La actriz europea reconoce que la Primera Guerra marcó también un momento de emancipación social de la mujer, que accedió a actividades que le estaban vedadas hasta ese momento, como el trabajo en las industrias de armas o textil, obligando incluso al gobierno a fijar un sueldo mínimo en 1915, lo que queda reflejado además en el espectáculo.

De esta manera cuenta: “Las mujeres hasta la guerra estuvieron en una especie de servidumbre. Amaban, admiraban, pero como sirvientas: el hombre decidía todo. Y de un momento a otro, en cuatro años, se volvieron agricultoras, responsables de su granjas, comerciantes. Tomaron el lugar de los varones”. Es decir, se trata de un espectáculo que rinde honores a un grupo de grandes mujeres que cambiaron el destino de sus vidas, producto de la Gran Guerra.

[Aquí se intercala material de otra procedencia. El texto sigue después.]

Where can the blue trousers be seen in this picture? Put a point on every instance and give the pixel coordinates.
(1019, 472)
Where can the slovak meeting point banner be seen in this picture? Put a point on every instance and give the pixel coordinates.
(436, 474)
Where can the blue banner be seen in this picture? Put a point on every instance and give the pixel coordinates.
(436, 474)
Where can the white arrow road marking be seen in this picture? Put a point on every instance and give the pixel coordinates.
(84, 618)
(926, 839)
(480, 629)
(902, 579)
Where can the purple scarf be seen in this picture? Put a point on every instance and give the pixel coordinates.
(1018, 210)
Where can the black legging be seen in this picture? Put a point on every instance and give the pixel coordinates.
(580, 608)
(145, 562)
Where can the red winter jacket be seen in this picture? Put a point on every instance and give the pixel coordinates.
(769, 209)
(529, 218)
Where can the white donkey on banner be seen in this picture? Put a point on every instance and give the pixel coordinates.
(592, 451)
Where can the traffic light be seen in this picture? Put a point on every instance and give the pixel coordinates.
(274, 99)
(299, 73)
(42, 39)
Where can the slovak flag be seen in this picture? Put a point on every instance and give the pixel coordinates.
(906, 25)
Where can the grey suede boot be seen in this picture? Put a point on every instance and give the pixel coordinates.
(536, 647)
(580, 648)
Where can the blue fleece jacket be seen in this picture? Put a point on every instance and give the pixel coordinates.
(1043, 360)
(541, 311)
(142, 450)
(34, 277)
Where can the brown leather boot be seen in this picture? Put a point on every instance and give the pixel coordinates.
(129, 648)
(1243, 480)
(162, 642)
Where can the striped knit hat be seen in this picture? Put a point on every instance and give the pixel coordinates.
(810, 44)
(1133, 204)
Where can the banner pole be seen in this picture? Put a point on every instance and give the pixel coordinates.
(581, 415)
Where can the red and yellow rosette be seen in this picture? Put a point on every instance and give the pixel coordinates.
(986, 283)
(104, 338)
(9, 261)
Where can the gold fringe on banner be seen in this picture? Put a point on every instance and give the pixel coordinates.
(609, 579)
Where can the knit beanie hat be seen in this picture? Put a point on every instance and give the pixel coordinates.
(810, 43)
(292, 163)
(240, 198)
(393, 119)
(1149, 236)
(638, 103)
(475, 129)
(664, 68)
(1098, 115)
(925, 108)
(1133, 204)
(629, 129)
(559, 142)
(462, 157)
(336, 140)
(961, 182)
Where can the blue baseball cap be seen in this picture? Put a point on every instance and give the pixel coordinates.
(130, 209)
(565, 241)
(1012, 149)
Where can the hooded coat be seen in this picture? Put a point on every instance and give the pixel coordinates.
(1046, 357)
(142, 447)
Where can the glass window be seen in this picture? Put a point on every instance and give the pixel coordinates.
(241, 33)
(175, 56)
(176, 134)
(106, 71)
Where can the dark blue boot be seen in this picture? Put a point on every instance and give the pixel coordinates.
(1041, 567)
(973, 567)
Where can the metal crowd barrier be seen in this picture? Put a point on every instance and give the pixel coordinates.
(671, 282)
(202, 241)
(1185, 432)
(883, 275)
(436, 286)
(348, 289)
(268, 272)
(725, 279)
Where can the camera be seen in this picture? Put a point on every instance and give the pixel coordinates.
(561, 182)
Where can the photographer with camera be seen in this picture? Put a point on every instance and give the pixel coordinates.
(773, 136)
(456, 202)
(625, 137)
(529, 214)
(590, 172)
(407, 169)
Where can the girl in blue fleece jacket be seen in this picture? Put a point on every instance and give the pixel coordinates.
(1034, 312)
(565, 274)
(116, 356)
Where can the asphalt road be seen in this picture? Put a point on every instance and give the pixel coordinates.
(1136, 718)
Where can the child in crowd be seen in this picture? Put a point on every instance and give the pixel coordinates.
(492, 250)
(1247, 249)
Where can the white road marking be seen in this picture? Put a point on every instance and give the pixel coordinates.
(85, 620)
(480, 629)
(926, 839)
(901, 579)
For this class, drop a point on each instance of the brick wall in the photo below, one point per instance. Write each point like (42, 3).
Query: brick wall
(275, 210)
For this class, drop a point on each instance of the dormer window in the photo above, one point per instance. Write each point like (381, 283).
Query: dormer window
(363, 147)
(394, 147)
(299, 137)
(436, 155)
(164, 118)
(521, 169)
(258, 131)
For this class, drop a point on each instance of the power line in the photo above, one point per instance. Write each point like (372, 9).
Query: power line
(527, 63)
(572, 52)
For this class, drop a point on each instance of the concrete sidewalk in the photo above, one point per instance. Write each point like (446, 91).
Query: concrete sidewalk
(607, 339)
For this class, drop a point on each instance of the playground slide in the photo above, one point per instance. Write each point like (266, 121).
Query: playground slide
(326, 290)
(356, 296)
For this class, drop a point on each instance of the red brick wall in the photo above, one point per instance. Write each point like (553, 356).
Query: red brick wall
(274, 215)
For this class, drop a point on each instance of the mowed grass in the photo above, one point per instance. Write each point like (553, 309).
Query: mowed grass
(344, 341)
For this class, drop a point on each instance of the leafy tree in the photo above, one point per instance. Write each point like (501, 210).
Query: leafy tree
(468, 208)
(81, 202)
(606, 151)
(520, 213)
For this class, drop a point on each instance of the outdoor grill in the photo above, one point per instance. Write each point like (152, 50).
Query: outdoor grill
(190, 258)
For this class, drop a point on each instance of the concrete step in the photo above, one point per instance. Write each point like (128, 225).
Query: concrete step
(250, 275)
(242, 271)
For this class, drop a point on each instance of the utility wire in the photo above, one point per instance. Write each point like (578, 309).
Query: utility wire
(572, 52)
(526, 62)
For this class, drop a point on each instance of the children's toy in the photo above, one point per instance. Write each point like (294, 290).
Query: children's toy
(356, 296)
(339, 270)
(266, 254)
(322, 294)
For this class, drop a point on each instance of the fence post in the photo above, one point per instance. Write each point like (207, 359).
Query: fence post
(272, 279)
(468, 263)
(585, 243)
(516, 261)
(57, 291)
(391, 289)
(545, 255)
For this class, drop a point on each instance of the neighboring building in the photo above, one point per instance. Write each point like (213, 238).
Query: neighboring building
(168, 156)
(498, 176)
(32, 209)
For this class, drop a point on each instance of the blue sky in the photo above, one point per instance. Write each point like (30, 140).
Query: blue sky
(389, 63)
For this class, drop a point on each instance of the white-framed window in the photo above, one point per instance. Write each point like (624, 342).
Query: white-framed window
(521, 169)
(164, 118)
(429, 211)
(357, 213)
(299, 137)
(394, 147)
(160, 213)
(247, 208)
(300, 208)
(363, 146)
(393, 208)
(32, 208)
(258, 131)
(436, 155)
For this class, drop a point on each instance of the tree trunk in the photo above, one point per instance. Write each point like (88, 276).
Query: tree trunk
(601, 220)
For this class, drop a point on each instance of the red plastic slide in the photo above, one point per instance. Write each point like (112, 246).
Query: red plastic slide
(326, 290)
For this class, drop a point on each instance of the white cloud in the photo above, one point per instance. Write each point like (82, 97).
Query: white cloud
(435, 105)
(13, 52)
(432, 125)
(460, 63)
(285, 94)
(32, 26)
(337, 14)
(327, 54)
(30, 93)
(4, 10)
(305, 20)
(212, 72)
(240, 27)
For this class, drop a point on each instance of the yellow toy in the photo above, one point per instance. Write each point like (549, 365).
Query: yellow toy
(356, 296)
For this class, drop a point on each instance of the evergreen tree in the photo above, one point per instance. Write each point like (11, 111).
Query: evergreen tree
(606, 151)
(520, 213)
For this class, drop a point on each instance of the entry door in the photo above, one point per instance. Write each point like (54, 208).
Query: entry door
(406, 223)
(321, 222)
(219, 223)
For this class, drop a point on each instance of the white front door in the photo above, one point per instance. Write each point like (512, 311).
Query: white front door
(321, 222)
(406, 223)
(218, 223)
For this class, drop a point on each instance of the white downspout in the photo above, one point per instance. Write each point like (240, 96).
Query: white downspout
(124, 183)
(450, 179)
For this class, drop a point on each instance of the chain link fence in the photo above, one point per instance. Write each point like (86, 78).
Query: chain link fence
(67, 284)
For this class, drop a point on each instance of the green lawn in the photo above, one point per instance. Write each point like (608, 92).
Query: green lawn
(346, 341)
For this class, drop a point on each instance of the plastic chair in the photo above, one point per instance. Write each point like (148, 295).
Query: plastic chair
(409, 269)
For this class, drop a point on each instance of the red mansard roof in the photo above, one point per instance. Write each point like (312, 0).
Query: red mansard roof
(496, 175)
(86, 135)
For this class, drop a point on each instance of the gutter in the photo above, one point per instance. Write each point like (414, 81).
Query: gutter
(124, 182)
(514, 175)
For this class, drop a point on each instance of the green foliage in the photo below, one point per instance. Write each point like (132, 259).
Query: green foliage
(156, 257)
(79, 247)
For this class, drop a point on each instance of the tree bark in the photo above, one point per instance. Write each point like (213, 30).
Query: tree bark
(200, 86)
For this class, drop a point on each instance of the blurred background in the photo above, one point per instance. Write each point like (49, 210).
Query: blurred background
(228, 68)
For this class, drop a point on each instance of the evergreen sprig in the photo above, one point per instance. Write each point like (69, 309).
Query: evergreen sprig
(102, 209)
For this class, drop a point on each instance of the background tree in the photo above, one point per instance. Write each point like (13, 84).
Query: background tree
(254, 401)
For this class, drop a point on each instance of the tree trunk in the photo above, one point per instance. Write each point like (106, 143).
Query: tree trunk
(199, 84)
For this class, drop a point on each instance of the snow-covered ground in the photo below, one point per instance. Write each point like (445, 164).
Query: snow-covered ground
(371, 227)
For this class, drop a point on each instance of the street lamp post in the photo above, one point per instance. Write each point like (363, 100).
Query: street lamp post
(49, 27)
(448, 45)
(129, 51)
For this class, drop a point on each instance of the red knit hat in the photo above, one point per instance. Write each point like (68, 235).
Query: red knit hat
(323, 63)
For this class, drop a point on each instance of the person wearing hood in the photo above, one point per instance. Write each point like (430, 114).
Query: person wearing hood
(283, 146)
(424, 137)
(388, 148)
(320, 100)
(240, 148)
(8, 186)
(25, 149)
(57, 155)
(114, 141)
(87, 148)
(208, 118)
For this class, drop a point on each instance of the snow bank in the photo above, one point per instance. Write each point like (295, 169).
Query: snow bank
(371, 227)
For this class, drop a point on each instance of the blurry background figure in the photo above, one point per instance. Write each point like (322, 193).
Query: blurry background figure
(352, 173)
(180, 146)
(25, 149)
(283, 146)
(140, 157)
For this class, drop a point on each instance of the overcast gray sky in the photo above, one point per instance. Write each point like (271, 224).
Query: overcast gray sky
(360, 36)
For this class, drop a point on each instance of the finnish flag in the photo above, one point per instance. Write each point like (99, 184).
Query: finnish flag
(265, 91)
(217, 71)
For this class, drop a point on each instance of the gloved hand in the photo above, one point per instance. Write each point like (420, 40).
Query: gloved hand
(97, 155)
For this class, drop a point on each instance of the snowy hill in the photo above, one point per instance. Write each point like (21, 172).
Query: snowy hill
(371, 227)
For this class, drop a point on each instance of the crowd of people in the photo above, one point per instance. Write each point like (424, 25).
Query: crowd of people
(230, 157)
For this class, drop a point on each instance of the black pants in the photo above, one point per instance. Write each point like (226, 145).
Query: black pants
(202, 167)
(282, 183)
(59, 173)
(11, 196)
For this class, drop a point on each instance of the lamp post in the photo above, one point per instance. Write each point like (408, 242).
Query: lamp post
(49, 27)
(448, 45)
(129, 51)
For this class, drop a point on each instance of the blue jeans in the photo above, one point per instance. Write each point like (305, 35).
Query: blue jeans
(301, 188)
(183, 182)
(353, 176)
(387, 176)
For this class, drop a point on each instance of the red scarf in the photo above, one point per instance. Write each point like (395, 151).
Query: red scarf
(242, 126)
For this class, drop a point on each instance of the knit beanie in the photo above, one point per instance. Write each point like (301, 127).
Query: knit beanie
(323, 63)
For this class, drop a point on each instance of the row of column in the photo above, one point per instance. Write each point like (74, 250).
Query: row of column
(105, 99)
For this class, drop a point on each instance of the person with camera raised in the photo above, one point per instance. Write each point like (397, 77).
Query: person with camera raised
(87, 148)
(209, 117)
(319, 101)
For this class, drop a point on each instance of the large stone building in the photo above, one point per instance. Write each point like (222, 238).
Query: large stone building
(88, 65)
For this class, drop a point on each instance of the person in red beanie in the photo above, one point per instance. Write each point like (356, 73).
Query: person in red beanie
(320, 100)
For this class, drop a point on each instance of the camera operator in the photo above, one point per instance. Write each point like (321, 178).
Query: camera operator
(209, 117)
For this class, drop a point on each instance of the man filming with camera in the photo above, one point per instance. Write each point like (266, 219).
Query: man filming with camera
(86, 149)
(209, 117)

Los textos de Clara Malraux son, a juicio de la actriz, los que mejor grafican esta transformación: “Malraux lo explica muy bien. Estaba a punto de comprometerse con un oficial con el que se aburría mucho y tuvo la valentía de romper el compromiso y se dio cuenta de que a partir de ese momento su vida le pertenecía. Y de hecho, eso trajo luego problemas cuando los hombres volvieron de la guerra encontraron que las mujeres habían ocupado su sitio y no estaban dispuestas a devolverlo”, destaca Marie Christine Barrault.

La pieza no sólo incluye textos de mujeres, sino que da un espacio a la arenga populista de René Viviani, presidente del Consejo de Ministros en 1914, llamando a las mujeres a reemplazar a los hombres en el trabajo por el bien de la patria. Y otro para Antígonas eternas del Nobel de literatura 1915, Romain Rolland, reconocido pacifista que se refugió en Suiza durante el conflicto.

Todos estos escritos van acompañados por el piano de Leclère que se pasea por las composiciones de Cécile Chaminade, Mel Bonis, Lili Boulanger, Claude Debussy y Erik Satie, intentando hacer un dúo con las palabras recitadas por Barrault, conocida como “la más melómana de las actrices francesas”.

Rohmer y Woody Allen

La experimentada actriz que visita Chile en estos días, está lejos ya de aquélla Marie Christine Barrault que se estrenaba en el cine en 1969 bajo la dirección de un joven Eric Rohmer en uno de sus primeros éxitos, “Mi noche en casa de Maud”.

Tras esa experiencia, Barrault participaría en “Cousin, cousine”, que le traería una nominación al Oscar como mejor actriz. Y como pasa también hoy, la notoriedad del Oscar haría que un joven Woody Allen la invitara a participar en Stardust memories en 1980, donde hizo de una joven casada de la que Allen, un cineasta en plena crisis existencial, se enamora perdidamente.

Al respecto, Marie Christine comenta que “fue una experiencia emocionante grabar con él, durante varios meses en Nueva York. Nos entendimos muy bien en el rodaje, pero yo me sentía como una turista en su película”.